Chapter 6 Discussion

Blood safety is a critical and data-rich area of health policy, making it an ideal domain for decision-analytic modeling. To date, various model-based blood safety policy analyses have been performed, mostly to evaluate disease marker testing and pathogen inactivation interventions. However, there remain numerous opportunities for improving the methodology and utilization of model-based analyses within the policymaking process.

The four projects described in this dissertation yield insights that are directly applicable to current blood safety policy decisions. Specific insights include:

  • The U.S. policy of screening all donations for Zika virus was not cost effective at the peak of the epidemic. Now that Zika incidence has largely subsided, the benefits of continued screening are vanishingly small.

  • Whole blood pathogen inactivation may be cost-saving in Ghana and other sub-Saharan African health systems, and transfusion-transmitted bacterial sepsis is an underappreciated transfusion-related adverse event.

  • The optimal blood safety portfolio can vary considerably by geography, donor characteristics, and over time as epidemiologic conditions shift.
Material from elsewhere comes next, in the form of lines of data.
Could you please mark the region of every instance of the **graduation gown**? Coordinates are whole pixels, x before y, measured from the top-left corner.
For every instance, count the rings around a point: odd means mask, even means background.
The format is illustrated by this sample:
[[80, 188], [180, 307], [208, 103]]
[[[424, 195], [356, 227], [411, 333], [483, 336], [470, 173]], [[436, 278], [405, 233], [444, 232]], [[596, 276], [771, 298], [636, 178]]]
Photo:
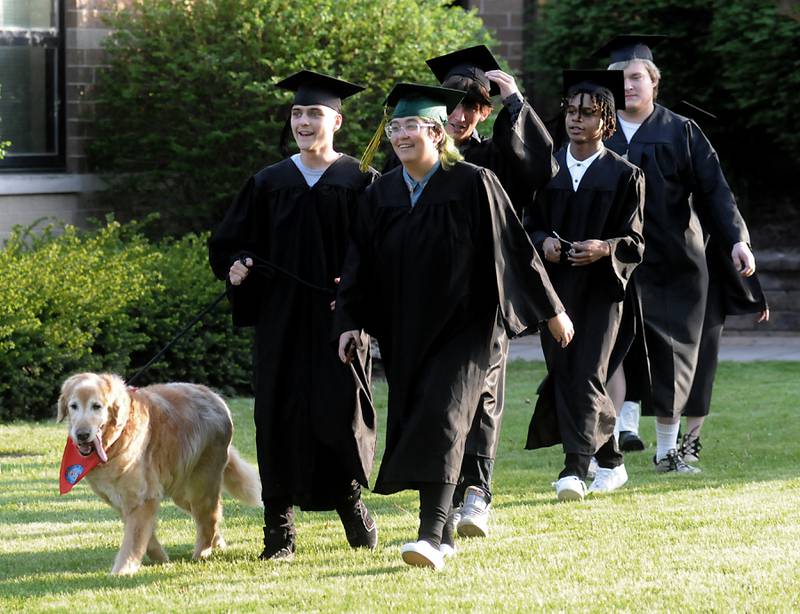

This suggests that more frequent updating of blood safety policies in light of changing conditions could increase efficiency.

  • Blood donors exhibit considerable heterogeneity in their post-donation iron recovery and risk of iron-related adverse donation outcomes as a function of time between donation attempts. This suggests that tailored donation intervals could out-perform the current one-size-fits-all approach in balancing risks to blood donors and the adequacy of the blood supply.

Additionally, this dissertation includes methodological innovations that can be applied in other health systems or to evaluate other blood safety interventions. Namely:

  • The recipient-level microsimulation developed for the Zika analysis models the relationship between the number and type of blood components transfused and recipient characteristics such as age and baseline expected post-transfusion survival. For chronic viral infections such as HIV, HBV, and HCV, differences in recipient characteristics may have an even greater influence on the estimated costs and health utility loss from adverse events.

  • The approach to accounting for the timing of clinical detection and treatment initiation for transfusion-related adverse events in the pathogen inactivation analysis can be used in assessments of other blood safety interventions. This approach is a better reflection of reality and prevents over-estimation of the benefits of interventions that avert adverse events.

  • The optimal blood safety portfolio framework can be used to consider the opportunity cost of all feasible combinations of interventions, overcoming a major limitation of traditional cost-effectiveness analysis methods. The framework is applicable for any set of diseases and interventions in any jurisdiction.

  • The method of integrating a machine learning model with a decision rule developed for the inter-donation interval analysis can be used for data-driven, individual-level policymaking in many settings.

Together, these projects advance the state of the art for blood safety policy assessment.

Several areas for future work remain. Moving forward, it is important to document best practices in both the methodology and reporting of blood safety policy assessment to establish standards that improve the rigor of decision-analytic modeling for blood safety and its applicability to policymaking. I envision a future in which health systems develop and maintain portfolio and surveillance models to continually assess the blood safety portfolio in light of current blood safety threats and adapt policies as epidemiologic conditions shift and new technologies become available. Toward this end, a key area for further research is to build on the methods developed in chapters 2-4 to develop blood safety portfolio assessment techniques that integrate sophisticated disease surveillance models. Another high-impact area for future efforts is to work with regulators and blood centers to further assess the benefits and barriers to implementation for personalizing inter-donation intervals. The level of acceptable risk is one open question that must be addressed before real-world implementation. Towards that end, one could perform preference elicitation with the medical directors of blood centers to understand beliefs around how iron-related risks to donors should be traded off against risks to the sufficiency of the blood supply. Future projects such as these can further inform critical blood safety policy decisions and ensure the efficient and effective use of limited blood safety resources.